# Comcast M-Card Availability



## ram8704 (Apr 9, 2010)

This is my first post so bear with me. I am looking to get a tivo premier, and I went to my local comcast center to see if the have m-cards in stock. I was told they do not carry them at all. This is strange since a lot of people on here seem to be able to get them from their center. I live in Boston MA if that helps. I just find it silly to pay for a guy to bring a card. I don't need them to set it up. This is getting on my nerves. Any info will be helpful.


----------



## MikeAndrews (Jan 17, 2002)

When I had the first 2 of my CableCARDs installed 2 years ago, all they had was M-cards. I didn't look but I think I just got two more M-cards.

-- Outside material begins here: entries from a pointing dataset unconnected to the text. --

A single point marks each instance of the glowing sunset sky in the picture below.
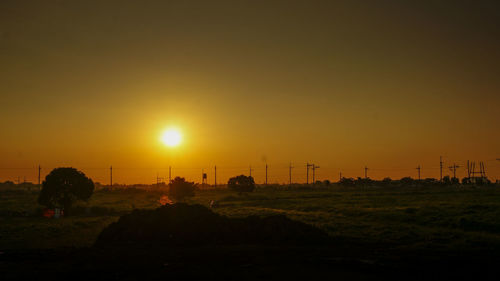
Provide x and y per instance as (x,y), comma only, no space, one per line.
(343,84)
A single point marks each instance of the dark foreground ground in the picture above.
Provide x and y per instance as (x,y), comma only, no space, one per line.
(397,234)
(243,263)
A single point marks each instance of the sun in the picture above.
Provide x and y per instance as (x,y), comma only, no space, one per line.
(171,137)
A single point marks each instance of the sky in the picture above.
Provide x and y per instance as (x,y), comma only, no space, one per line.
(343,84)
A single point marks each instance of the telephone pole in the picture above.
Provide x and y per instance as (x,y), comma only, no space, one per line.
(266,173)
(39,170)
(440,168)
(169,174)
(307,172)
(314,173)
(454,169)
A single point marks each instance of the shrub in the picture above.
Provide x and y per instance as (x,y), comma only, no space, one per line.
(241,183)
(180,189)
(62,187)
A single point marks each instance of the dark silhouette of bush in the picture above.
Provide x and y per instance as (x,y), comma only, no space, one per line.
(241,183)
(386,181)
(180,189)
(347,182)
(406,181)
(181,224)
(64,186)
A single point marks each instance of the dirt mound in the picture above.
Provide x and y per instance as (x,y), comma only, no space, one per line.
(186,225)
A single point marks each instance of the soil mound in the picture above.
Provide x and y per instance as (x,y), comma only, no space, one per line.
(185,225)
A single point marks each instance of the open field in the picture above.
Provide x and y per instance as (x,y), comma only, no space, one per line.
(438,232)
(410,219)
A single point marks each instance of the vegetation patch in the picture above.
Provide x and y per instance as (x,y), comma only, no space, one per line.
(184,225)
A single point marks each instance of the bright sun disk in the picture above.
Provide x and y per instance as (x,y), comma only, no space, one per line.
(171,137)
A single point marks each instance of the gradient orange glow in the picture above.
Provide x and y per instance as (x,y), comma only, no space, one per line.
(344,86)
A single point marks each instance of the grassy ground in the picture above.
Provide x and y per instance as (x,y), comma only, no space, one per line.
(446,219)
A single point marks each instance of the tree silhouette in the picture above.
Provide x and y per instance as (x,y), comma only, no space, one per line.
(241,183)
(63,186)
(180,189)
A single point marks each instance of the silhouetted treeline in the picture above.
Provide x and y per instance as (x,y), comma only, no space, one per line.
(18,186)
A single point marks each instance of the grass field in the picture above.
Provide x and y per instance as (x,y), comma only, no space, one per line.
(437,219)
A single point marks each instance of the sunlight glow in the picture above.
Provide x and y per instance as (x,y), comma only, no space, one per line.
(171,137)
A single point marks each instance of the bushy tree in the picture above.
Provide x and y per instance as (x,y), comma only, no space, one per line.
(386,181)
(180,189)
(406,181)
(241,183)
(347,182)
(64,186)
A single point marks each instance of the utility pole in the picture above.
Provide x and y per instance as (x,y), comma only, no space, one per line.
(454,169)
(266,173)
(440,168)
(169,174)
(314,173)
(307,172)
(39,170)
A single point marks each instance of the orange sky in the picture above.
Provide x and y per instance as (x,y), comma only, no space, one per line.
(341,84)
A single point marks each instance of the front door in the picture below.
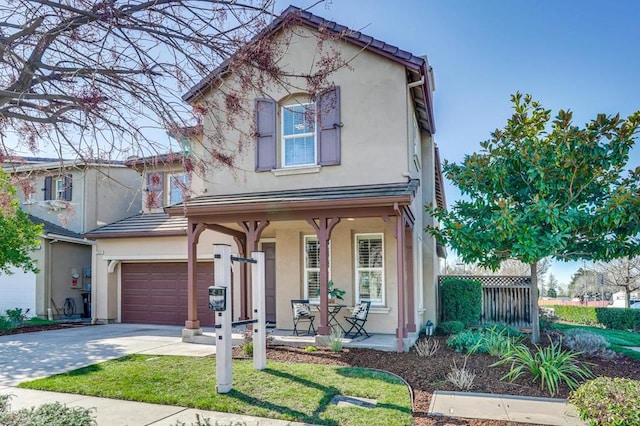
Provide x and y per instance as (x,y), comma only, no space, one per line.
(270,281)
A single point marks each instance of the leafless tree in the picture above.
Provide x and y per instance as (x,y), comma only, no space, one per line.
(622,273)
(103,79)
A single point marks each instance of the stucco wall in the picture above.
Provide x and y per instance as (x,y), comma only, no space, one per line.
(373,113)
(65,257)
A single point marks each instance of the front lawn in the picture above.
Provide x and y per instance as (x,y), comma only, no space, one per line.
(288,391)
(618,339)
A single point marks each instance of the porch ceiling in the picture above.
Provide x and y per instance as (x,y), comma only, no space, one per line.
(347,201)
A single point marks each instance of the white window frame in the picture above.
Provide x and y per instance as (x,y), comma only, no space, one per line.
(358,270)
(284,138)
(172,176)
(307,270)
(60,190)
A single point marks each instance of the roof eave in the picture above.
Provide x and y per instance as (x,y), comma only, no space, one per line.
(288,206)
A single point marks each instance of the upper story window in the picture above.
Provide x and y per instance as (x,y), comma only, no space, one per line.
(164,190)
(178,186)
(369,268)
(62,189)
(298,135)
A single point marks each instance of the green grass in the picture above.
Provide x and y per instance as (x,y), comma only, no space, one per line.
(294,392)
(620,340)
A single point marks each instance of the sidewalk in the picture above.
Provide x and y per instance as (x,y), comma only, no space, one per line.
(543,411)
(114,412)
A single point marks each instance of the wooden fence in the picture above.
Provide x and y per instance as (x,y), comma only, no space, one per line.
(505,299)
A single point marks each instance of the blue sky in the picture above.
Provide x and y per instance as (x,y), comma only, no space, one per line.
(580,55)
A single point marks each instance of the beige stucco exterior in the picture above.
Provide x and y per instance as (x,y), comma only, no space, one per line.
(381,142)
(100,195)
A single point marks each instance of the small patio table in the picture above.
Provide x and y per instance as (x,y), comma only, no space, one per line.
(333,311)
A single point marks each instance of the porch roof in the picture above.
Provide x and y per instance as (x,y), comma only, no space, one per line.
(285,203)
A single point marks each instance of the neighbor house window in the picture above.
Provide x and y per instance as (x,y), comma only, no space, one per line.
(178,186)
(298,135)
(312,267)
(369,268)
(59,189)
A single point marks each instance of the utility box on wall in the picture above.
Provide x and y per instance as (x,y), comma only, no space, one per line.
(76,278)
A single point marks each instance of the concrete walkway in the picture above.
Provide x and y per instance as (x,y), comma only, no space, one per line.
(543,411)
(33,355)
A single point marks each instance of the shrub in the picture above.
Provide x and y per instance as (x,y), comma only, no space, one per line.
(551,365)
(334,339)
(5,324)
(587,343)
(462,378)
(461,300)
(576,314)
(451,327)
(247,348)
(619,318)
(54,414)
(427,347)
(498,339)
(468,341)
(502,328)
(608,401)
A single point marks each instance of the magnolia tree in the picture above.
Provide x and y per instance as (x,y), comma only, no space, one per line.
(18,235)
(544,187)
(103,79)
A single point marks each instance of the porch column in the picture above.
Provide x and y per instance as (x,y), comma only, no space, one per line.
(323,227)
(252,230)
(241,243)
(398,233)
(193,235)
(411,302)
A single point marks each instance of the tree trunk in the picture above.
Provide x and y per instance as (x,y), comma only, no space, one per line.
(535,322)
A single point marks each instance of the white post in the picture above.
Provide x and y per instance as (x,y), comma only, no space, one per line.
(258,297)
(222,278)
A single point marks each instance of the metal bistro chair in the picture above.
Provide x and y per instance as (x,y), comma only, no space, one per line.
(357,320)
(302,313)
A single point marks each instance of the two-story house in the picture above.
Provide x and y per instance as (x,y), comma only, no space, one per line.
(68,198)
(333,187)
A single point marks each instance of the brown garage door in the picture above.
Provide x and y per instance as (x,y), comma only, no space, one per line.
(156,293)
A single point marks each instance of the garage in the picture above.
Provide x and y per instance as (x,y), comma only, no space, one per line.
(156,293)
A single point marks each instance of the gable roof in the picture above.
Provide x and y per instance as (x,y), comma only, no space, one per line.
(416,64)
(145,224)
(50,229)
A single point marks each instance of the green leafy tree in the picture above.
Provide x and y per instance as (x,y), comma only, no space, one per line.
(18,235)
(545,188)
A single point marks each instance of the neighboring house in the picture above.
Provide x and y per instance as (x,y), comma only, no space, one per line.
(352,179)
(68,198)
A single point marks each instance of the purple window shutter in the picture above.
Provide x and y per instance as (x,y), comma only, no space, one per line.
(48,184)
(155,185)
(265,134)
(329,127)
(68,186)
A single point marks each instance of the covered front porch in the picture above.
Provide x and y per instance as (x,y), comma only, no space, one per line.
(338,221)
(282,337)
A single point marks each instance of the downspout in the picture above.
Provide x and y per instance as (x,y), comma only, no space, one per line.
(408,124)
(47,279)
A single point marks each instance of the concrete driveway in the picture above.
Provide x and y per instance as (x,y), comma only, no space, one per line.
(33,355)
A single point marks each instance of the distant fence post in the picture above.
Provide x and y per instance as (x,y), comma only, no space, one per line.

Methinks the Comcast people you talked to don't know squat from M-cards. Just order and don't sign off on the install if the tech actually shows up with an S-Card.


----------



## ram8704 (Apr 9, 2010)

So I can just order the card without the install?


----------



## MikeAndrews (Jan 17, 2002)

ram8704 said:


> So I can just order the card without the install?


Don't think so. Comcast's policy is to do a truck roll. I gotta think that they have enough of a problem just walking their own techs through the hassle. Mere civilians are likely to freak.


----------



## CraigK (Jun 9, 2006)

netringer said:


> Don't think so. Comcast's policy is to do a truck roll. I gotta think that they have enough of a problem just walking their own techs through the hassle. Mere civilians are likely to freak.


Depends on where your Comcast service is. Several members here that are in the Seattle area (including myself) have done self-installs (usually without incident).


----------



## cruiserandmax (Apr 7, 2008)

CraigK said:


> Depends on where your Comcast service is. Several members here that are in the Seattle area (including myself) have done self-installs (usually without incident).


In San Francisco you can just walk to the local Comcast store an ask for an M-card, and they'll give you one to go home with so you can plug it into your device and do the rest of the setup over the phone any time (24x7)


----------



## caddyroger (Mar 15, 2005)

netringer said:


> Don't think so. Comcast's policy is to do a truck roll. I gotta think that they have enough of a problem just walking their own techs through the hassle. Mere civilians are likely to freak.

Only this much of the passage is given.